013 お勉強

「何してんだろう、俺は。」




「楽しくないわけ?私と一緒で。」


土曜日の昼過ぎに丸い机を挟んで正面に座って、店で購入したコーンに3段に積んだアイスクリームを好きなようにつまんで食べながら。

前回と比べれば大分濃淡の薄い、目が微かに透けて見えるサングラスをつけたまま。記憶に残るピンクとも違う別のピンク色をしたパーカーを被った彼女は斜めにこちらを向いて笑う。



「お前の事情を思って言ってるんだけどな。」

「お前じゃなくて、舞華まいかさん。」


首を傾げて、訂正するように話を切る。


「…五線譜ごせんふは、こんな所でくつろいでいいのか。」

「まぁ、どっちでもいいけど。」


好き勝手に言って、澄んだ顔したと思ったら。肘をついたままコーンスタンドに乗ったピンクのマーブル模様のアイスを食べて幸せそうにして、表面に水滴を垂らす炭酸水の入ったストローに口をつける。



「疲れたから、今は休憩中。」

「待ち合わせて早々にアイス食べて、何が疲れるんだよ。」


からから氷を回して、溶け始めたアイスフロートをかき混ぜてガラスを鳴らしながらずっと見ていても、気にもしていなさそうにマイペースを貫く姿を眺め続ける。

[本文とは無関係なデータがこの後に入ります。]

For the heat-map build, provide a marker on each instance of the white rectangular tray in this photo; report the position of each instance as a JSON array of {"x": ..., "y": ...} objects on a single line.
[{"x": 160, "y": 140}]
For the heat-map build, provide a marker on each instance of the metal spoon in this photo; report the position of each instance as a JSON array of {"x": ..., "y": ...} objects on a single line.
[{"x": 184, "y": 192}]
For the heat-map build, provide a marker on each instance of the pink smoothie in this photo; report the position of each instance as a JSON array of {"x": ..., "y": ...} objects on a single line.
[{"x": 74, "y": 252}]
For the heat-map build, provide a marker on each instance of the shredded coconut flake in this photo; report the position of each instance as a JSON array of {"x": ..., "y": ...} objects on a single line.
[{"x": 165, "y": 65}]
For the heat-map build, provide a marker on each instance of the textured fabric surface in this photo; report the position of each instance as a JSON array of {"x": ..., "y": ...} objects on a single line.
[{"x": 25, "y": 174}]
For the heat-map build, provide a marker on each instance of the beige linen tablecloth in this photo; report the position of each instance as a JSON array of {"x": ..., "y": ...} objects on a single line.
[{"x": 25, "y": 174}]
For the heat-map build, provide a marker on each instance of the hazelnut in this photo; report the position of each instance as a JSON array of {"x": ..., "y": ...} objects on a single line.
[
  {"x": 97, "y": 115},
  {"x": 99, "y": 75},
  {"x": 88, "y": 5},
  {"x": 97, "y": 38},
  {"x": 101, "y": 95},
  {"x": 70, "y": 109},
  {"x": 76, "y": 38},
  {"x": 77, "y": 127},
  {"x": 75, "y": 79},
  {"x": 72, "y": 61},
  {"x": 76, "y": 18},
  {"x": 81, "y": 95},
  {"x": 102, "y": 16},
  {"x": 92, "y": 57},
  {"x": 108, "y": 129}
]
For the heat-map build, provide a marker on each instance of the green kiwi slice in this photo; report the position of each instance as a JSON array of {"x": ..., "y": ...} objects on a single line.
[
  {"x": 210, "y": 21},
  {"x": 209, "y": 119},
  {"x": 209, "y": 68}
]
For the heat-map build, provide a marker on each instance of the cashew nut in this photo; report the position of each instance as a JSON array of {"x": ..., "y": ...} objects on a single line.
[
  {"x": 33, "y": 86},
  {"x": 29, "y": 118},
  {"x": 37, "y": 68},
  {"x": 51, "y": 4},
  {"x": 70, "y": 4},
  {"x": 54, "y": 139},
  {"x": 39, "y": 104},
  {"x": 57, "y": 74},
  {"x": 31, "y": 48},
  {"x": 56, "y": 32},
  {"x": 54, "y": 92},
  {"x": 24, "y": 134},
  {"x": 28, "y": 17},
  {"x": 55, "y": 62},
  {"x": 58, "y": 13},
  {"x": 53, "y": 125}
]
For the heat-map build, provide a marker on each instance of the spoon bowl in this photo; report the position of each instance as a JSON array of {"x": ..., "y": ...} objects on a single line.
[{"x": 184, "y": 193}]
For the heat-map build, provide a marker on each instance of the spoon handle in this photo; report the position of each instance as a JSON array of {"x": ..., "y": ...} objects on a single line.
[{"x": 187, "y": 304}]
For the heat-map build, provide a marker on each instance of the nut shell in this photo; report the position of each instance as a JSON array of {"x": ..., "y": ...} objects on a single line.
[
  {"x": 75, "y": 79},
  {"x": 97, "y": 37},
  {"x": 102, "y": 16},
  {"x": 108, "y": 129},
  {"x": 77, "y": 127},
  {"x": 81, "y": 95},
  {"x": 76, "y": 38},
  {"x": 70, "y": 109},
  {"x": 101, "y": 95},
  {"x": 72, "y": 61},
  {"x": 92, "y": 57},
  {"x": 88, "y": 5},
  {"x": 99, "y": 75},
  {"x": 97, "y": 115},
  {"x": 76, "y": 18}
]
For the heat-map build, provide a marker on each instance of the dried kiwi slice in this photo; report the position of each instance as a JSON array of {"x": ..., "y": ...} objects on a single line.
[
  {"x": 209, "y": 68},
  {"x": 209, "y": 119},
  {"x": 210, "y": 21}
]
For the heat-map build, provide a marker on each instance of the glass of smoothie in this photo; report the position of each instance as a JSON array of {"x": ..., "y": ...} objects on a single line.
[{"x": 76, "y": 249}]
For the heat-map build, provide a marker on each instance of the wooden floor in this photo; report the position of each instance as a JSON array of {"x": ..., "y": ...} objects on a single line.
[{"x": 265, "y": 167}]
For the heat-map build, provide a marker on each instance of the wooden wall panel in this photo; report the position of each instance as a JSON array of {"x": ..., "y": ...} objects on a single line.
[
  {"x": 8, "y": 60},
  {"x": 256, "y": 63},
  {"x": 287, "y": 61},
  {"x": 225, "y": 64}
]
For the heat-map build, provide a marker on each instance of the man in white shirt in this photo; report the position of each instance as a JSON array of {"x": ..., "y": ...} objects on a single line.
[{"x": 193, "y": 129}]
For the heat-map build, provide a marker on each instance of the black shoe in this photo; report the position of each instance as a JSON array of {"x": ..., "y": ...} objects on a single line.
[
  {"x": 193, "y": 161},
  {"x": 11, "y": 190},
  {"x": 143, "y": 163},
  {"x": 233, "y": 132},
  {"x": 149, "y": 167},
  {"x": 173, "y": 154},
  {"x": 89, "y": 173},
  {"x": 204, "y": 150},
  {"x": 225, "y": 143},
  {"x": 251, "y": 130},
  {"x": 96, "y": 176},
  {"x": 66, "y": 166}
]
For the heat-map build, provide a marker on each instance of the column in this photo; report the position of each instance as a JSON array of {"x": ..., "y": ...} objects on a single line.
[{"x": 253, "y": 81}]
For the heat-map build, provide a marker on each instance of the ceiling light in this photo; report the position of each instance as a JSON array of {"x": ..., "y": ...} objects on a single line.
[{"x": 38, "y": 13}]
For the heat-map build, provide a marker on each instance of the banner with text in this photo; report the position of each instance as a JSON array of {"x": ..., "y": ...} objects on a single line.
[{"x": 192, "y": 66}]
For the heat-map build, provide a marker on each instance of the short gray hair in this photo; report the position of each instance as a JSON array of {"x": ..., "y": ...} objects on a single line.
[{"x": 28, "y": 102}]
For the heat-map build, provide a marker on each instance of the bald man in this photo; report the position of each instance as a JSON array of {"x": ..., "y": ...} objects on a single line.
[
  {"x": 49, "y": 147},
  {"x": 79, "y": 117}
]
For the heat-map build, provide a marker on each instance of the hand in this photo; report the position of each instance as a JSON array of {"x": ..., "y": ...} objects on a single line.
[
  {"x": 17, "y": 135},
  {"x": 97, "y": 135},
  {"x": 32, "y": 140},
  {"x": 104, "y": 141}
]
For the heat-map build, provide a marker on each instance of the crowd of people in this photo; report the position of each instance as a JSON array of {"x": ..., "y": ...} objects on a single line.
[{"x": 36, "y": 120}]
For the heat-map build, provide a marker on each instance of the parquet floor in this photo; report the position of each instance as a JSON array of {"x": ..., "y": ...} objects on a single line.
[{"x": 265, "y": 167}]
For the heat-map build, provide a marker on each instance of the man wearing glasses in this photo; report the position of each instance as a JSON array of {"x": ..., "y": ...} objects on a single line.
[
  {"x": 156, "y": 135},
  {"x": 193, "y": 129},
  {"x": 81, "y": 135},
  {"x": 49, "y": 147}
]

「あなたはね。私は朝からずっと勉強漬けなんだからいいの。」

「…そうかよ。」



冷えたガラスのコップを直にあおって、アイスが流れ込んだ甘い液体を飲み込んで。口に含んだ氷を奥歯でガリガリと噛み砕く。

そこまでして、ちらりとこちらを見るとスプーンを指先でつまんだままに呟く。


「そんなに氷食べてたらお腹冷やすわよ。」

「……三段もアイス食ってるやつが言うなよ。」





そのまま、合間合間に会話を挟みながらアイスを完食したかと思うと食休みを取ることもなく立ち上がる。


「じゃあ、出ましょう。」

「ああ…。で、どこでやるんだ。図書館の自習室か?」


すでに中身を飲み干したコップを片手に立ち上がると、机を挟んだ目の前で両手を上に伸ばして伸びをして、こちらを見る。



「そうね、次はちょっと遊びに行きたいわ。」

「は?」



§


街の喧騒の中に消えないやたらと上手い鼻歌を歌いながら、でかでかと目立って光るLED電球が眩しい看板の下へと歩いていき、大きく開いたその入り口から入っていく。



クレーンゲームの筐体きょうたいが並ぶ通りを首を横にして歩いている姿を斜め後ろから見ていると、何かを見つけたように駆け出して止まる。


「可愛い!」



女性に人気のブランドのキャラクターがプリントされたタンブラーを台に手をついて、ガラスに張り付くようにかぶりついている姿を横で見ていると、景品を指差してサングラス越しにこちらの顔を見上げる。


「これ取って。」

「…なんで、俺が。」


「私あんまりやったこと無いんだもの、あなたがやった方が確実でしょ。」

「俺もやったことないんだけど。」


どう操作するのかもおぼつかずに少し遠目にボタンに書かれた手順を確認すると、横を見る。


「そもそもこういうのって誰がやっても確率で取れるとか聞くけどな…、」

「いいから。」


何がいいのか、後ろに回ってきて背中を押されるのを抗わずに筐体の前に立つと、周ってきて横に立って景品を注視し始めるのを見て、尻ポケットから財布を取り出して500円硬貨を入れる。



「勇者の力を使ってちょちょいと取ってよ。」

「…そんな効力はねぇよ。」


分かって言っているんだか、なんだか。横で景品をじっと見ながら騒ぐ声を無視してボタンを押す。




「あれ?」


ラストチャンスで軽くボタンを押したアームが強く掴んだと思うと、運ばれた景品が穴へと落ちていく。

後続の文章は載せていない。